Embora as maiorias em ambos os partidos digam que querem manter ou aumentar o financiamento em quase todas as áreas do orçamento, os republicanos têm maior probabilidade do que os democratas de dizer que diminuiriam os gastos na maioria das áreas sobre as quais a pesquisa perguntou. Por exemplo, os republicanos tinham 32 pontos percentuais mais probabilidade do que os democratas de favorecer cortes na proteção ambiental e 31 pontos mais probabilidade de favorecer a redução do financiamento para cuidados de saúde e para 'assistência aos necessitados nos EUA'.

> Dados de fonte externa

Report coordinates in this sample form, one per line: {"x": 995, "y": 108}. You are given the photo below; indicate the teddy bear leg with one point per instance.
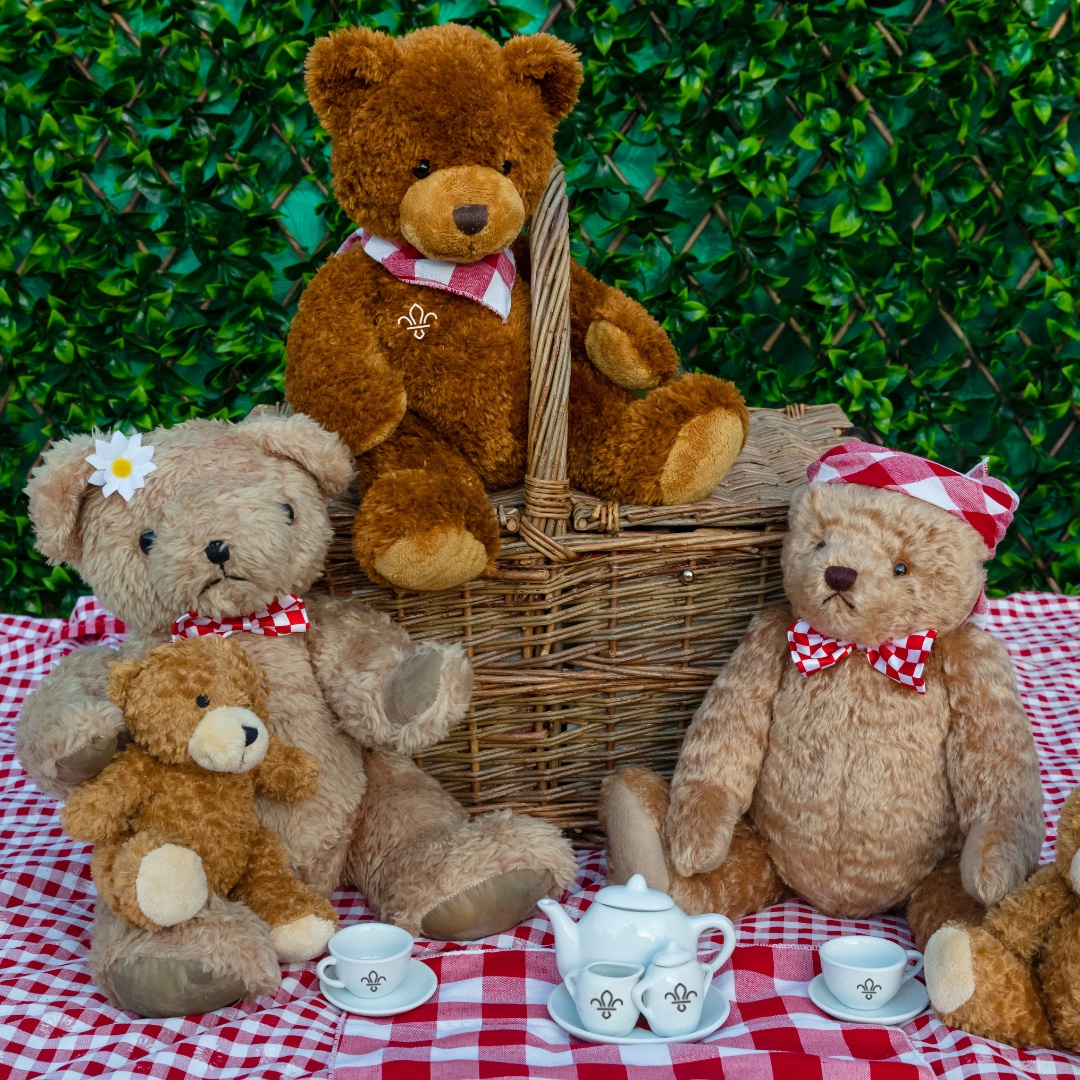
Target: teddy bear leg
{"x": 942, "y": 899}
{"x": 300, "y": 921}
{"x": 633, "y": 810}
{"x": 221, "y": 955}
{"x": 424, "y": 522}
{"x": 426, "y": 865}
{"x": 669, "y": 448}
{"x": 977, "y": 985}
{"x": 150, "y": 881}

Mas os democratas eram mais propensos do que os republicanos a dizer que diminuiriam os gastos em outras áreas. Cerca de um quarto dos democratas (27%) disseram que cortariam gastos com a defesa militar, em comparação com 8% dos republicanos. Os democratas também tiveram duas vezes mais probabilidade do que os republicanos (15% a 7%) de dizer que diminuiriam os gastos com 'defesas antiterrorismo nos EUA'.

Não houve diferença entre os partidos quando se trata de infraestrutura: apenas 7% dos republicanos e democratas disseram que prefeririam menos financiamento para 'reconstruir rodovias, pontes e estradas'.

Embora a pesquisa de abril não perguntasse sobre as visões dos gastos federais em geral, os americanos estão divididos em suas preferências quanto ao tamanho e escopo do governo: 48% disseram que prefeririam um governo maior fornecendo mais serviços, enquanto 45% preferiam um governo menor fornecendo menos serviços.